Il est frappant de constater que les symptômes d’un deuil compliqué sont encore présents chez 21,6 % des participants à l’étude 8 à 10 après le décès, alors que 10,5 % des personnes peuvent être encore dépressives et 6 % évoquent des idées suicidaires. La perte d’un enfant par suicide est un facteur de risque particulier, et le deuil compliqué est plus fréquent aussi chez le conjoint d’une personne décédée par suicide que chez ses enfants, ses frères et sœurs ou ses beaux-parents. Il semble que ces derniers reçoivent plus de soutien de la part de l’entourage que le conjoint, ce qui pourrait limiter le risque de complications.
La présence d’un antécédent de tentative de suicide est associée à un risque significatif d’idées suicidaires à long terme (Odds ratio : 5,5 ; intervalle de confiance à 95 % 1,8 à 16,7). Les femmes, si elles ont un risque supérieur de dépression, ne présentent pas plus de risques d’idées suicidaires ni de deuil compliqué.
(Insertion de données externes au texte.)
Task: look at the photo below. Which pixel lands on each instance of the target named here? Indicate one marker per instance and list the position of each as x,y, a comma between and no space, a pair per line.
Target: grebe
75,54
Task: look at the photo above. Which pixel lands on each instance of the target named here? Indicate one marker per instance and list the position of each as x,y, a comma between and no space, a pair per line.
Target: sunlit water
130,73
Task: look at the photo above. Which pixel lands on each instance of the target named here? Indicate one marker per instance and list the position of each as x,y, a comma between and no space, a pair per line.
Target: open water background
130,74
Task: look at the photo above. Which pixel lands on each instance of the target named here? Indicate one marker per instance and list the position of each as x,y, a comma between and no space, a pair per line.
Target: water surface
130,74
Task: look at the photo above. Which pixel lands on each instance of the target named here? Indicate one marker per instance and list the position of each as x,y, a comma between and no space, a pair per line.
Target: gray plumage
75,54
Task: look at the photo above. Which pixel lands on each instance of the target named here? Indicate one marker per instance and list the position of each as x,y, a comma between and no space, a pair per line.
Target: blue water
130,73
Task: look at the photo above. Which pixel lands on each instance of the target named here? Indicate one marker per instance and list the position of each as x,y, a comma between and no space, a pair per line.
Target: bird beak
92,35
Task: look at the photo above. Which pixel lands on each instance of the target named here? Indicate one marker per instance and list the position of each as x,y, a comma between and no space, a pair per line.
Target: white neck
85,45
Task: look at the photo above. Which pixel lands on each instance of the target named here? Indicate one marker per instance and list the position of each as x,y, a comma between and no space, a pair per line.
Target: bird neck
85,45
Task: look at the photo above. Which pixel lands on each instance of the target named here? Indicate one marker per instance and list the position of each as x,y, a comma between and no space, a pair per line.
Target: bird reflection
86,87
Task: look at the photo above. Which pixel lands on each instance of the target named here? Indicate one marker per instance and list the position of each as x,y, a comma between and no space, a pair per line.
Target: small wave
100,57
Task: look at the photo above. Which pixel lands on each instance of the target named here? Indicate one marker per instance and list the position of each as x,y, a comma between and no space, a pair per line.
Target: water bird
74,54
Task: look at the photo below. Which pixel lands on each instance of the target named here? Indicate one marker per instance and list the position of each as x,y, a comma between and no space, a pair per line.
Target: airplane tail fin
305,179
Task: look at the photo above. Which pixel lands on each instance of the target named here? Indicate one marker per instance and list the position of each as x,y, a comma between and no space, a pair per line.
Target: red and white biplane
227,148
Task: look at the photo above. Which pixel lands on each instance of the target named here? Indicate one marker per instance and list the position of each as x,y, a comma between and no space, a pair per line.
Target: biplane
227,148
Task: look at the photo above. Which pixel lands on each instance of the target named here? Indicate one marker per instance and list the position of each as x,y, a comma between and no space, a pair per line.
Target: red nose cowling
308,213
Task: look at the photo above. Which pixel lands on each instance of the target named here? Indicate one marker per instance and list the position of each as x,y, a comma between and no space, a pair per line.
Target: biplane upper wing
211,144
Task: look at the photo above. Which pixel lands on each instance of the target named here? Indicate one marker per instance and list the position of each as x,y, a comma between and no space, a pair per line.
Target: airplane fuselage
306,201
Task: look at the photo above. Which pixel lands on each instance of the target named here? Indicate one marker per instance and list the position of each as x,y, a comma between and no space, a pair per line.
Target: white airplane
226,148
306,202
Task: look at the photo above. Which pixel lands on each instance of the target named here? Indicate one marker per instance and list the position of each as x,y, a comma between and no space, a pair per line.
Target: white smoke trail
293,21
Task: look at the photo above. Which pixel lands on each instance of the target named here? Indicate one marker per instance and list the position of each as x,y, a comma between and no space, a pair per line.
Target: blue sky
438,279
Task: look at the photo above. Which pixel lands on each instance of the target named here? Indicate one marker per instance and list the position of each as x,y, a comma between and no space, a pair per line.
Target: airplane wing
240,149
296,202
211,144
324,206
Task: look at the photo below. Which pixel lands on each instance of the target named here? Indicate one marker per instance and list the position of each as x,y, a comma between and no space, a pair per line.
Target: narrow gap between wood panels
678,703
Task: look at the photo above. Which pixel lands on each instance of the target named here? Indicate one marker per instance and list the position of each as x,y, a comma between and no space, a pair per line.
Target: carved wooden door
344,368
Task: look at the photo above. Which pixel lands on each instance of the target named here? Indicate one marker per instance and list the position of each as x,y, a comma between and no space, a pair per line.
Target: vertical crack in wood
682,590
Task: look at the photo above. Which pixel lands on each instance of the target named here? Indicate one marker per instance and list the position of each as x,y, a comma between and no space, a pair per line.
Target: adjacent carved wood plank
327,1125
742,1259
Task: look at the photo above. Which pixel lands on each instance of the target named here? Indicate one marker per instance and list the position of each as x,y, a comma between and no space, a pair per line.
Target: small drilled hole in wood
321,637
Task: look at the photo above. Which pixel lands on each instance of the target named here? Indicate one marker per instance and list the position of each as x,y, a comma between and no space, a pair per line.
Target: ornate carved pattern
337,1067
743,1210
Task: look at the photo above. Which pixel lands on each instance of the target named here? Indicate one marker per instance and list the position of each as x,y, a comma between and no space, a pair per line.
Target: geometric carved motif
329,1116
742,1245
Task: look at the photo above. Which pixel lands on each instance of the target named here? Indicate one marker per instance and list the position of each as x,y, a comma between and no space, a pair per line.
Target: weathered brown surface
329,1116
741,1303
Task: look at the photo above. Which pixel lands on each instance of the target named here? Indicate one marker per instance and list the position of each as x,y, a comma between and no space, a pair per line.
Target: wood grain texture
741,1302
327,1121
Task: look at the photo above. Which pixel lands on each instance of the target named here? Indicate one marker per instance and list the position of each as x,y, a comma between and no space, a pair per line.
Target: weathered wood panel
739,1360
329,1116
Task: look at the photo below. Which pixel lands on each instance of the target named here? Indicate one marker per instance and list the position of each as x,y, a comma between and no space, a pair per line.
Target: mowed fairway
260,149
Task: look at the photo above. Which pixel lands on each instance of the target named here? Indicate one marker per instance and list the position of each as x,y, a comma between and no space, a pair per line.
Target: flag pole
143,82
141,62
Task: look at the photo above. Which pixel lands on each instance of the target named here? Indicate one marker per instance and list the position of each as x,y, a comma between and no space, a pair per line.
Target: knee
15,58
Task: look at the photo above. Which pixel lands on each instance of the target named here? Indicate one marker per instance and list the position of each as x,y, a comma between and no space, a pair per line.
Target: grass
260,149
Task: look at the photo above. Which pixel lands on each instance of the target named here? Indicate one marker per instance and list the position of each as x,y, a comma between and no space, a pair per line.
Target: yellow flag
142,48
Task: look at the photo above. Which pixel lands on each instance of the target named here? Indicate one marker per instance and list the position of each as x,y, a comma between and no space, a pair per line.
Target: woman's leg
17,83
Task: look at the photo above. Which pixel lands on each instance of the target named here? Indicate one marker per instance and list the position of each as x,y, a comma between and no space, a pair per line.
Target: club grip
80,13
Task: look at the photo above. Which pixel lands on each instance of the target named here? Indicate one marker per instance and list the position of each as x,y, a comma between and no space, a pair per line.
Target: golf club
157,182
Des éléments propres à la personnalité de chacun apparaissent essentiels. Ainsi, les personnalités névrotiques et celles qui ont le moins de maîtrise de soi ont-elles plus de risque de présenter un deuil pathologique. Le temps semble arranger un peu les choses, puisque à la fois le risque de dépression et celui de deuil compliqué diminuent avec le temps.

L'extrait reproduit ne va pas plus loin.